Hong Kong's battle to curb property prices still on after initial success
Unknown to most, proposed tax measures had quietly but steadily deflated the bubble that was threatening to push property prices to sky-high levels after Financial Secretary John Tsang Chun-wah's announcement to rein in the market.
Property prices had jumped 80 per cent in five years, making them the most expensive across the world.
Tomorrow will be exactly a year since Tsang's announcement of doubling the stamp duty for properties worth HK$2 million and above, and prices have dropped just 4.5 per cent from the peak in March last year.
Doubling the duty was the third tax introduced by the government in less than two years to cool the market. The first two were the buyers' stamp duty and a special stamp duty, both put in place in October 2012.
"The measures to cool the market proved effective. Without doubt, the crazy rise in property prices would continue in the absence of a hefty increase in property tax," said John Siu, managing director of Cushman & Wakefield (Hong Kong). Raising transaction costs also stamped out the speculative fever for shops and car parking spaces, he said.
As a result, transaction volume has sunk to a level last seen when Hong Kong was hit by the Sars outbreak in 2003.
The measures released the air of the housing bubble over the past year, leading to stable prices and the near-absence of speculative pressures in the market.
This shows the market took seriously the government's message that it would not tolerate excessive speculation and would rather see more order - not chaos - in the market.
The first of the two bills - the Stamp Duty (Amendment) Bill 2012, which imposed a buyers' stamp duty of 15 per cent on top of the existing duty on non-permanent residents and those buying through companies - was passed on second reading by legislators yesterday and they are now examining its amendments.
Government figures showed 3,000 transactions involving HK$4.3 billion was held by lawyers, who will hand over the money to the government once the bill is passed.
This year, the government faces another uphill battle to convince lawmakers to pass the second bill - the Stamp Duty (Amendment) Bill 2013, which would double the duty on all properties valued at more than HK$2 million except for first-time buyers. The measure sparked opposition from foreign chambers of commerce, charity organisations and small to medium-sized companies.
The government says the move is designed to curb speculation.
But foreign firms say they have been unfairly targeted as this raised their business costs. The top bracket - on sales of more than HK$20 million - rose to 8.5 per cent of a property's value from 4.25 per cent.
"While we recognise the government's objective of providing long-term stability to the market, we believe the policy inadvertently harms the long-term interests of the Hong Kong business community," the Canadian Chamber of Commerce said.
"The goal of the [policy] was to reduce market speculation and curb pricing levels.
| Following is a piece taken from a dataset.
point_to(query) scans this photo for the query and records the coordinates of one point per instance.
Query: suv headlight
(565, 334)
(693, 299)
However, [it] is based on the incorrect assumption that all property investors act as speculators. It penalises companies who acquire commercial property for self-use or as long-term investments."
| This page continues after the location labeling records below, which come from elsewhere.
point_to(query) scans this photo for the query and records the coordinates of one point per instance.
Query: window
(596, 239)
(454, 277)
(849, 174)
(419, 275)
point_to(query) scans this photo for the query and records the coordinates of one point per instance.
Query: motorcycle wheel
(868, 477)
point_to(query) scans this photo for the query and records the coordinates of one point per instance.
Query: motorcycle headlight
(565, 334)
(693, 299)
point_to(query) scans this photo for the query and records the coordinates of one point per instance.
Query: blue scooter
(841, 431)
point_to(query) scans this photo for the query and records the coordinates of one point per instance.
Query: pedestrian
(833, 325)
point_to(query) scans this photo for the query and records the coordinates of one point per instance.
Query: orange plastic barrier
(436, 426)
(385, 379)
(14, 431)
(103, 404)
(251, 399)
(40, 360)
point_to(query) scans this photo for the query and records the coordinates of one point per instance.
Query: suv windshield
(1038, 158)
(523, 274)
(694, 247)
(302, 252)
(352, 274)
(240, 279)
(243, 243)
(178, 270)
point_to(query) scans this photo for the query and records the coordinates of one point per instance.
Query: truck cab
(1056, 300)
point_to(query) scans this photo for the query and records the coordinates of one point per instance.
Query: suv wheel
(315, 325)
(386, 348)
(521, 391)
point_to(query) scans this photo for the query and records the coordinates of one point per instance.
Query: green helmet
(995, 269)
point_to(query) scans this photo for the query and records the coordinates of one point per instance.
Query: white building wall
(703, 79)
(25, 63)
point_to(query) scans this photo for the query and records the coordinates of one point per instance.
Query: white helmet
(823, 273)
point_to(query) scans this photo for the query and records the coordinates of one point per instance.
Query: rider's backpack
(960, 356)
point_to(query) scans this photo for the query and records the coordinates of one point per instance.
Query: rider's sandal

Non-speculative acquisitions of commercial property should not be covered, it added.
Because of the increase, Canadian insurer Manulife Financial had to pay HK$383 million instead of HK$191 million when it spent HK$4.5 billion on acquiring West Tower at One Bay East in Kwun Tong in March last year.
Michael Nardella, a director of the Canadian chamber, said it would join the British and American chambers to invite government officials and the private sector in a panel discussion on the possible impact of the move on the business community.
Since the doubling of stamp duty was introduced a year ago, commercial transactions have dropped 53 per cent to 1,329 last month while total value tumbled 69 per cent to HK$6.3 billion from last year.
"[This policy] is the toughest among the three taxes," said Victor Tin Sio-un, associate director at Sino Land.
Given slack demand, developers are being forced to provide subsidies on the extra stamp duty and price cuts to speed up sales.